For this exercise, the random variable \(X\) can take any value in the set \(S = \{1, 2, 3, \ldots, 10\}\). Each possible value of \(X\) has a probability associated with it, given by the function \(p(k) = \frac{k}{N}\).

• The outcomes are finite and therefore countable.
• Probabilities are assigned based on a formula, reflecting how the random variable behaves.

Understanding what a discrete random variable is will help solve and make sense of the probability calculations presented in this problem.

The **sum of probabilities** for all possible outcomes of a discrete random variable must equal 1. This is a fundamental property of any probability distribution.
For the given exercise, we need \(\sum_{k=1}^{10} p(k) = 1\). The formula \(p(k) = \frac{k}{N}\) needs the correct constant \(N\) such that this condition holds.

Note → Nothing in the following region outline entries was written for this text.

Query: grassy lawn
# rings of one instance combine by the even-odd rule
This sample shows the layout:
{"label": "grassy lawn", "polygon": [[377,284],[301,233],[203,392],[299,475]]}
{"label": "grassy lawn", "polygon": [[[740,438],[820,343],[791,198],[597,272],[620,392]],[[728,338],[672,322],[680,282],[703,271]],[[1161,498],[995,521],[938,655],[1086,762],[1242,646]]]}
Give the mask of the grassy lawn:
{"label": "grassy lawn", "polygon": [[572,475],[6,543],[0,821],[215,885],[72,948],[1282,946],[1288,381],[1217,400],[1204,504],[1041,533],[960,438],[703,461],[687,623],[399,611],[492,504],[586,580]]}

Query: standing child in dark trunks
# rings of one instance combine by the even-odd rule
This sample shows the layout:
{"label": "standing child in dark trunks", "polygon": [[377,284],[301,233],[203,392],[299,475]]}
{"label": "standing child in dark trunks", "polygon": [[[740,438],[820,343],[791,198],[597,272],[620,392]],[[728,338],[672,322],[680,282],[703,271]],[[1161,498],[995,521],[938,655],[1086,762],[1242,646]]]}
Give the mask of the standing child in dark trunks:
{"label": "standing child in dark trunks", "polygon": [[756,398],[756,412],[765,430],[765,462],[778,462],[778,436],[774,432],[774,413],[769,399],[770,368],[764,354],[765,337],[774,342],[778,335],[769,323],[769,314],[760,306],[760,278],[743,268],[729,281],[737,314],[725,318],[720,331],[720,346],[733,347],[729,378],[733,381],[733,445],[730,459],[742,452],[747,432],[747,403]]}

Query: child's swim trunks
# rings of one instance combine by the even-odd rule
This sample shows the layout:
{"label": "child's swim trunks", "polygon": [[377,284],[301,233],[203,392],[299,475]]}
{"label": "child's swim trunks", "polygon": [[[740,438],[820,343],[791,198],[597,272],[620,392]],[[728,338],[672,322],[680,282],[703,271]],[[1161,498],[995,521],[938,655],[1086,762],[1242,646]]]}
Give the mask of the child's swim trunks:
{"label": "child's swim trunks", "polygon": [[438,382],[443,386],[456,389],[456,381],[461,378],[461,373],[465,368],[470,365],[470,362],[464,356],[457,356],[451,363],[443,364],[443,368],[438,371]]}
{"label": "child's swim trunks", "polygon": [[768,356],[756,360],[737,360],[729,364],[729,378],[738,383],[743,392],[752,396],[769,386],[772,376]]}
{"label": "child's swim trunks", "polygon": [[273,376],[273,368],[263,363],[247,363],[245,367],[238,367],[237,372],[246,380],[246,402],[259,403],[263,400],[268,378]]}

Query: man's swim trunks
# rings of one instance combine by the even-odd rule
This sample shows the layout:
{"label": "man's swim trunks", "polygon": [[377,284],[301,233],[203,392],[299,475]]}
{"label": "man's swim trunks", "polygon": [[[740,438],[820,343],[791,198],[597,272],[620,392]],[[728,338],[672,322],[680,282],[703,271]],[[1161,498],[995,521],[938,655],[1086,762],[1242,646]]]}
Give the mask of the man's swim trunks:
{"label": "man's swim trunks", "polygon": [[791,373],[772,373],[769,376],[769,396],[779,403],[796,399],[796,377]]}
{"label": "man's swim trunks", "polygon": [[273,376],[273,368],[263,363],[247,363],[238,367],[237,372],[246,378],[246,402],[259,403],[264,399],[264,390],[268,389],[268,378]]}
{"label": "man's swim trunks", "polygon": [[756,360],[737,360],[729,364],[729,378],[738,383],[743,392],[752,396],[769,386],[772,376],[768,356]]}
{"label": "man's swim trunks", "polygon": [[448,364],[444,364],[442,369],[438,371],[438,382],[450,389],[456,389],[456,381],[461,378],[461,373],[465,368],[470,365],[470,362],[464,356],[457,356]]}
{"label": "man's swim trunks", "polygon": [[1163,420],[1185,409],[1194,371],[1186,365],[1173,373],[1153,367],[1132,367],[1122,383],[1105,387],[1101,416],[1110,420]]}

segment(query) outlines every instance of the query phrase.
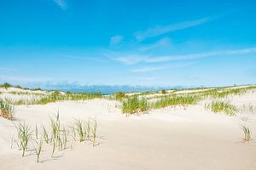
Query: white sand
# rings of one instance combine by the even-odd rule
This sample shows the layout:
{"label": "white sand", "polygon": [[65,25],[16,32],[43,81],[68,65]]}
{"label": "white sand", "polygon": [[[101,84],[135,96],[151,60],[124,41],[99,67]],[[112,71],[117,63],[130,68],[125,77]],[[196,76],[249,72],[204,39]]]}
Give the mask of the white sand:
{"label": "white sand", "polygon": [[[239,107],[256,106],[256,93],[229,99]],[[256,169],[256,141],[243,142],[241,129],[241,125],[249,127],[256,139],[256,110],[228,116],[205,110],[205,102],[129,117],[115,107],[118,102],[107,99],[16,106],[16,121],[0,117],[0,169]],[[56,151],[54,159],[44,144],[39,163],[32,151],[21,157],[20,150],[10,149],[14,123],[48,125],[49,116],[57,110],[63,123],[96,116],[100,144],[77,142],[73,150]]]}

• Each individual probability is calculated by substituting \(k\) into the function \(p(k)\).
• Once calculated, ensure their total equals 1 to validate it as a probability mass function (PMF).

In our problem, solving for \(N\), we find that \(N = 55\) is necessary so that when all probabilities are summed, they satisfy the condition \(\frac{55}{N} = 1\).

**Cumulative probability** refers to the probability that the value of a discrete random variable is less than or equal to a certain value. It helps determine the likelihood of multiple events happening up to a point.
In this exercise, we calculate the probability that \(X\) is less than 8. This involves summing up the probabilities for \(X\) being values 1 through 7.

• Calculate each individual probability from \(X = 1\) to \(X = 7\).
• Add these probabilities together to find the cumulative probability.

In this case, we sum these probabilities: \(\sum_{k=1}^{7} p(k)\), resulting in the cumulative probability \(P(X < 8) = \frac{28}{55}\). This gives insight into the likelihood of outcomes falling within this range.